Due to a decline in enrollment and financial challenges, Cabrini University decided to permanently close after the 2024 Spring semester. Instead of letting the 66-year-old University’s legacy end, they decided to join Villanova as a partner institution. Villanova vows to keep Cabrini’s mission. 

Sakim Howard, a junior at Cabrini University, describes the experience of transferring his senior year: “I feel like it’s a headache,”. 

Students found out about the devastating news last June over an email, stating that Villanova will continue to honor Cabrini’s legacy. When the email was sent, students had to quickly make the decision if they wanted to stay for Cabrini’s last year or transfer immediately. 

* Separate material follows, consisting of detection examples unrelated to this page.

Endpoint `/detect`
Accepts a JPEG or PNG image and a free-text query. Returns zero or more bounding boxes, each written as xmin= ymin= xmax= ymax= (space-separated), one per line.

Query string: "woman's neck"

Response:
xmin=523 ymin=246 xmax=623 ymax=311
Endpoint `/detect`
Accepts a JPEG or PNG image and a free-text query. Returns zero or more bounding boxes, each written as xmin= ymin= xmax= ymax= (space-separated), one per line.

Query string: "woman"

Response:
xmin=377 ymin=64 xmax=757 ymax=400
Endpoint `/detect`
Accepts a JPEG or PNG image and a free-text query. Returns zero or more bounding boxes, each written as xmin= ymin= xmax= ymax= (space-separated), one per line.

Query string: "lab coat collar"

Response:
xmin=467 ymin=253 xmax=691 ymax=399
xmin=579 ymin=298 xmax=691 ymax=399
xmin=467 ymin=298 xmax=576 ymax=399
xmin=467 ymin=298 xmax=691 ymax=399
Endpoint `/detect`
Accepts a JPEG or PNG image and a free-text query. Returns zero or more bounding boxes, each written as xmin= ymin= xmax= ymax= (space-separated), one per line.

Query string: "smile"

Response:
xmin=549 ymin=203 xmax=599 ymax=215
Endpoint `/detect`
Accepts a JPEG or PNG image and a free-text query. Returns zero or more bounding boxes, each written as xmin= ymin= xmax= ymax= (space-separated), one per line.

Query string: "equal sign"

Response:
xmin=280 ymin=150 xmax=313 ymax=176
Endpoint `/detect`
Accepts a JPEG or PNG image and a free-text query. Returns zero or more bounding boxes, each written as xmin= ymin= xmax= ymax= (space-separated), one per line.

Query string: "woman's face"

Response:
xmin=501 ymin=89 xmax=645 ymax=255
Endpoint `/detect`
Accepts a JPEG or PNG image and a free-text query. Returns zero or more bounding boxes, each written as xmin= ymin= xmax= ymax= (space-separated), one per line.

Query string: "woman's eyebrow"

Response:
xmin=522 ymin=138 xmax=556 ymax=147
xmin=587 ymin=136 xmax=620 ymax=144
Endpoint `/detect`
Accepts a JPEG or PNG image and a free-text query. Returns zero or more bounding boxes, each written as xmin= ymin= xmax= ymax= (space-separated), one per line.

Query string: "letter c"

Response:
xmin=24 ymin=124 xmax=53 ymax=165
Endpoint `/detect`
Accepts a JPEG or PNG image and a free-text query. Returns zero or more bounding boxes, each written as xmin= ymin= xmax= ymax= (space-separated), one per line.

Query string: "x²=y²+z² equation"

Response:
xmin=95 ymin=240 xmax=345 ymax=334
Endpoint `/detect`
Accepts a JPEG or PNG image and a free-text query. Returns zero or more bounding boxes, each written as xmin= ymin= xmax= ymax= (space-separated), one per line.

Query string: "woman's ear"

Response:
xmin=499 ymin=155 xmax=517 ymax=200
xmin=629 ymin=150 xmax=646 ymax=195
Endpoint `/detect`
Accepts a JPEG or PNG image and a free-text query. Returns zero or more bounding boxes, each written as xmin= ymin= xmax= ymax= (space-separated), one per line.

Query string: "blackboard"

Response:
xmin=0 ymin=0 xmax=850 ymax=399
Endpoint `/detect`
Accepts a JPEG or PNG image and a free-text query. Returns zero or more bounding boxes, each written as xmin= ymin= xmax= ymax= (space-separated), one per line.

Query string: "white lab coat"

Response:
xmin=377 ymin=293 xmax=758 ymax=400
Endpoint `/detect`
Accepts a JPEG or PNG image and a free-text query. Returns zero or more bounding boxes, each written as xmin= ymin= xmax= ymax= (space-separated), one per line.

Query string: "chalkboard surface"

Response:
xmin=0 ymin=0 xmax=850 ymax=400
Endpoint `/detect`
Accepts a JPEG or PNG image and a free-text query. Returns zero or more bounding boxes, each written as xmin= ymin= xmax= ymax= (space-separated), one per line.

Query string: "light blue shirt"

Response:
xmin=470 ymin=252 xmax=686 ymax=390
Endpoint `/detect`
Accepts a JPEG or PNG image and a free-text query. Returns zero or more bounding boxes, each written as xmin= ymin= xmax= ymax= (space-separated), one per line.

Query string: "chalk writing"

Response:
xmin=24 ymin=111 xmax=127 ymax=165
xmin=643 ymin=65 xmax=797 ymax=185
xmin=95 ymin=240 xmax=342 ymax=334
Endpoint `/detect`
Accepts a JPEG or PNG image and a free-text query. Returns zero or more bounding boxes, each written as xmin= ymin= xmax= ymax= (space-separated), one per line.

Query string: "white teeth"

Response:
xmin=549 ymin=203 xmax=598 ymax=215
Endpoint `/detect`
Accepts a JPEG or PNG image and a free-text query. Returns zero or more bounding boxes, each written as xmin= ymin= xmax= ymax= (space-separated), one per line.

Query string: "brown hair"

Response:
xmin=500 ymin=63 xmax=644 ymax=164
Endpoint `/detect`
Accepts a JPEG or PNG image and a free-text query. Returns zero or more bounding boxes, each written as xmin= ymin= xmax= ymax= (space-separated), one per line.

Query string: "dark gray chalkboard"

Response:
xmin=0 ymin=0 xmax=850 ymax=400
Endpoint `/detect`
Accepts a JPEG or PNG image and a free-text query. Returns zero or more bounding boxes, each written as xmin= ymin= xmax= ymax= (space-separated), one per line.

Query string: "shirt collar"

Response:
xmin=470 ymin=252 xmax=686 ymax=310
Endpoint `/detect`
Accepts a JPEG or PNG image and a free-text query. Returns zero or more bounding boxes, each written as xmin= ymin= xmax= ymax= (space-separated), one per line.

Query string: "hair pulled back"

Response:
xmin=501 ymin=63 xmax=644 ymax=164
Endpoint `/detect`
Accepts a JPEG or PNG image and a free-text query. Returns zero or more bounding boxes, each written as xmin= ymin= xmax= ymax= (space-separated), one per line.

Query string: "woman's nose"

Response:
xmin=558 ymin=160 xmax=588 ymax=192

Students expressed sadness over this drastic change in their life. A first-year student at Cabrini University, Gabbie, had this to say about having to transfer: “It’s really sad. This is where I wanted to go for the next four years and now no one’s here and I have to find somewhere else to go.” 

For students that are not graduates of 2024, they are forced to transfer schools. Cabrini University has partnered with four different institutions to help make the transfer smoother for students. Ursinus College, Holy Family University, Gwynedd Mercy University, and Eastern University will accept all previous credits earned at Cabrini, continuing to teach Cabrini’s curriculum, and matching Cabrini’s tuition, as well as financial aid help.  

Students that want to move with Cabrini and go to Villanova, Villanova will waive the fees to apply and enable quick decisions for appliers. The Center of Student Success at Cabrini will help and support students applying for schools that are not involved in the partner institutions, creating transfer plans for each student. 

Lanie, a freshman at Cabrini, explained how the school is helping all the students transferring. “If you’re really not going to one of the partner schools, they kind of just like put you out on your own so you have to do it all yourself, but if you are, they just do everything for you basically.” 

One student that transferred to St. Joe’s after she heard the news, described the email as, “a punch in the gut,.” Kerrianne King, a junior now, described how it felt to transfer to a different school: “There were so many Cabrini kids that transferred. They were all in the same boat because the atmosphere at St. Joe’s and Cabrini was totally different.” 

Cabrini’s campus is mostly empty this year because, like King, most students transferred once they heard the news. For the students remaining, this will be their last year.  

“I was really excited to come here at first and now it’s just kind of ruined my first year of college experience because there’s maybe like 40 people on campus,” said Lanie.